BMP files are uncompressed, do not support transparency and do not support multiple frames. A BMP file specifies the colour of every pixel of the image.
JPG files are compressed, do not support transparency and do not support multiple frames. A JPG file specifies the colour of a group of pixels (instead of each individual pixel), and therefore uses less memory. You will noticed that if an image has a lot of dark (or light) areas that the file size is smaller.
PNG files are compressed, support transparency and do not support multiple frames. PNG files were intended to be a compressed lossless format to be used as the standard across the web. Like JPG, it specifies the colour of groups of pixels to save memory.

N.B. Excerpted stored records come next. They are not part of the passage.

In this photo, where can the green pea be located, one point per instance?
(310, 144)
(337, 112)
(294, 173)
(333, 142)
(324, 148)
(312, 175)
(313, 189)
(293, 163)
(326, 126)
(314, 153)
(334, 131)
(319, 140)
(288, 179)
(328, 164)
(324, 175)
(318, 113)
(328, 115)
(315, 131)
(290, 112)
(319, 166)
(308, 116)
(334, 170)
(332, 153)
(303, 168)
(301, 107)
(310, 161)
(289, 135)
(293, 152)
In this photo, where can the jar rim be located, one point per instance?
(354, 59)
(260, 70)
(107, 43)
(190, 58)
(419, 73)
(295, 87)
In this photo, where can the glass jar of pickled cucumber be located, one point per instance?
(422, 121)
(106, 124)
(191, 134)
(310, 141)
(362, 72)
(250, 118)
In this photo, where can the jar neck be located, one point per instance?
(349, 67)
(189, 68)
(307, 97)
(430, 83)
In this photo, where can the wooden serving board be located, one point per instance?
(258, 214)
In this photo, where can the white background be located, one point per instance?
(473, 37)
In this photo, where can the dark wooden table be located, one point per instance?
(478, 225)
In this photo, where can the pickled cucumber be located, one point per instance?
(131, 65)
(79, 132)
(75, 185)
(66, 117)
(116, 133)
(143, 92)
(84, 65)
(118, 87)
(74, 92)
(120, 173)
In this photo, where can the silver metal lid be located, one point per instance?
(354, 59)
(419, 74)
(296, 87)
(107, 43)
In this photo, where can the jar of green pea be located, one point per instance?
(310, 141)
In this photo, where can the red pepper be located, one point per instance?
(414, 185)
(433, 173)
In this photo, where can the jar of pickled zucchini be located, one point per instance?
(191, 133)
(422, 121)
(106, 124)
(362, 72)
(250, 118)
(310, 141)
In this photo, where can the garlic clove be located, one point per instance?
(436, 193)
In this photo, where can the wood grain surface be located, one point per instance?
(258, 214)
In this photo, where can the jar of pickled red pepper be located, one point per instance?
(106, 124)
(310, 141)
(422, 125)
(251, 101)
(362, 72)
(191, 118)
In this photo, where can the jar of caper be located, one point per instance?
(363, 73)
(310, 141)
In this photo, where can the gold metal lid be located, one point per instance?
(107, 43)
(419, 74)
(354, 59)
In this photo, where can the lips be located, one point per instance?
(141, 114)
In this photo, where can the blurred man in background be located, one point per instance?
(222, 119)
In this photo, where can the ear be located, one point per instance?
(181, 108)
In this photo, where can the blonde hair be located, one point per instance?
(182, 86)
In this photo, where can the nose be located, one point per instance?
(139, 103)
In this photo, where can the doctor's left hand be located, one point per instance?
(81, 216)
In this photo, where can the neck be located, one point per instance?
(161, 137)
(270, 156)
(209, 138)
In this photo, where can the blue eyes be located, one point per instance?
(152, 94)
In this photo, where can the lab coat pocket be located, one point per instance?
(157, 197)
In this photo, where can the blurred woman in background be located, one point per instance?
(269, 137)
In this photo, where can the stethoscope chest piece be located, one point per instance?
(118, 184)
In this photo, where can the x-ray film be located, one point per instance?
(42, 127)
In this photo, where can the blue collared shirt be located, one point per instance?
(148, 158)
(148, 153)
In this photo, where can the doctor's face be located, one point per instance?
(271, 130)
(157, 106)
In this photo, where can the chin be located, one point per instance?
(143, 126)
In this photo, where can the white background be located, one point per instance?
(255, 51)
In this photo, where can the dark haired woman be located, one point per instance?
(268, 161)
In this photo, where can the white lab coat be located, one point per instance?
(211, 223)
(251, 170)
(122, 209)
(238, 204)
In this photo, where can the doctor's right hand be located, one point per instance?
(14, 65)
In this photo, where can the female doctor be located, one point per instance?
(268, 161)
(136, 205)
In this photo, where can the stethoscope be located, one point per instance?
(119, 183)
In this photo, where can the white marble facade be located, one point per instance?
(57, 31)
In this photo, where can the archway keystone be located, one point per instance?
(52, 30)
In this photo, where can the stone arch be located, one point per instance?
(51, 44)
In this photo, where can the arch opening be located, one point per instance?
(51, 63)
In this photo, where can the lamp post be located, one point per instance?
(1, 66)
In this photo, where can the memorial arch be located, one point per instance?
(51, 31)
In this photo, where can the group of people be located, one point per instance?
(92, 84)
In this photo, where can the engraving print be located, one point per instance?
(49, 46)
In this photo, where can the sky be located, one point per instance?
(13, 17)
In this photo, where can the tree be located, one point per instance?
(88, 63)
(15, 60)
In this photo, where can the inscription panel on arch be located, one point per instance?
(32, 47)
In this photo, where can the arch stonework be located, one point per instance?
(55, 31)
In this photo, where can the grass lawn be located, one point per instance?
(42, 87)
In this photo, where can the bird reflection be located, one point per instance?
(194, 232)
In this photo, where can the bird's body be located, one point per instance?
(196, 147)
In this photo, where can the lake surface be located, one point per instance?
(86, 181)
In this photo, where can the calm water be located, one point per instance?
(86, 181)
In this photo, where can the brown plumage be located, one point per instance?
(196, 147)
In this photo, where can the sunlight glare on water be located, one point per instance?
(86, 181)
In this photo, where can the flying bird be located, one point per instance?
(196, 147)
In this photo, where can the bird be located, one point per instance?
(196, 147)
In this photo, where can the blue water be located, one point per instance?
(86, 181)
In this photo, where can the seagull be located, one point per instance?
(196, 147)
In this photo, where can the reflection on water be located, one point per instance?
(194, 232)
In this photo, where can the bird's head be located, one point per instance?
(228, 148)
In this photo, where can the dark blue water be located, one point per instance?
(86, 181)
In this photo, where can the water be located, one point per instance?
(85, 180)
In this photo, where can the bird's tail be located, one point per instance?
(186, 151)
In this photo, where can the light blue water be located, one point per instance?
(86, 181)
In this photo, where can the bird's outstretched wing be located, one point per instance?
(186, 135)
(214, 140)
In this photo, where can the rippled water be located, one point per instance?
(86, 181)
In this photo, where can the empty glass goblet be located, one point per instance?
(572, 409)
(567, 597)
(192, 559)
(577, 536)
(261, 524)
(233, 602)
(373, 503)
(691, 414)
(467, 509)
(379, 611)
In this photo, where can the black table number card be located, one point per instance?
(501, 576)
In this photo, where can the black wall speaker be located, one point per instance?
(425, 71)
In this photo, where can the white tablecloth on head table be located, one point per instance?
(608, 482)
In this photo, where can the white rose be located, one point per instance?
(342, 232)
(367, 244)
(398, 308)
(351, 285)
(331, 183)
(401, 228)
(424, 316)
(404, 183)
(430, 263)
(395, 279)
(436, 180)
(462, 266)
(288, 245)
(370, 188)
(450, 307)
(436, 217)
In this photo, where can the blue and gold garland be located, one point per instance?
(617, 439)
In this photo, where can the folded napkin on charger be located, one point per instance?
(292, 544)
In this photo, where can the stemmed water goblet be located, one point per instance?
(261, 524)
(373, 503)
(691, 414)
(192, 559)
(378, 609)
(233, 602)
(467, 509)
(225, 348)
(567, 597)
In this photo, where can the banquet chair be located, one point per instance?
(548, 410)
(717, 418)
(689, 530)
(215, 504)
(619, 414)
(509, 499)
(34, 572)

You may have heard of monochrome, 16 colours, 256 colours and 24-bit files. This is all to do with the limits of each file, and the memory each saves. It has to do with the binary format in which the file is stored.
Monochrome is a 1-bit image. It uses one binary bit to determine the colour of each pixel. 0=Black, 1=White. As one byte is 8 bits, 1 byte could contain an image with an area of 8 pixels.
16 colours is a 4-bit image. It uses four binary bits to determine the colour of each pixel. 4 bits can contain a maximum of 16 unique combinations, so each pixel can have a maximum of 16 different colours. 1 byte can contain an image with an area of 2 pixels.
256 colours is an 8-bit image. It uses eight binary bits to determine the colour of each pixel. As 8 bits is 1 byte, it has a maximum of 256 unique combinations, so each pixel can have a maximum of 256 different colours. 1 byte could contain an image with an area of 1 pixel.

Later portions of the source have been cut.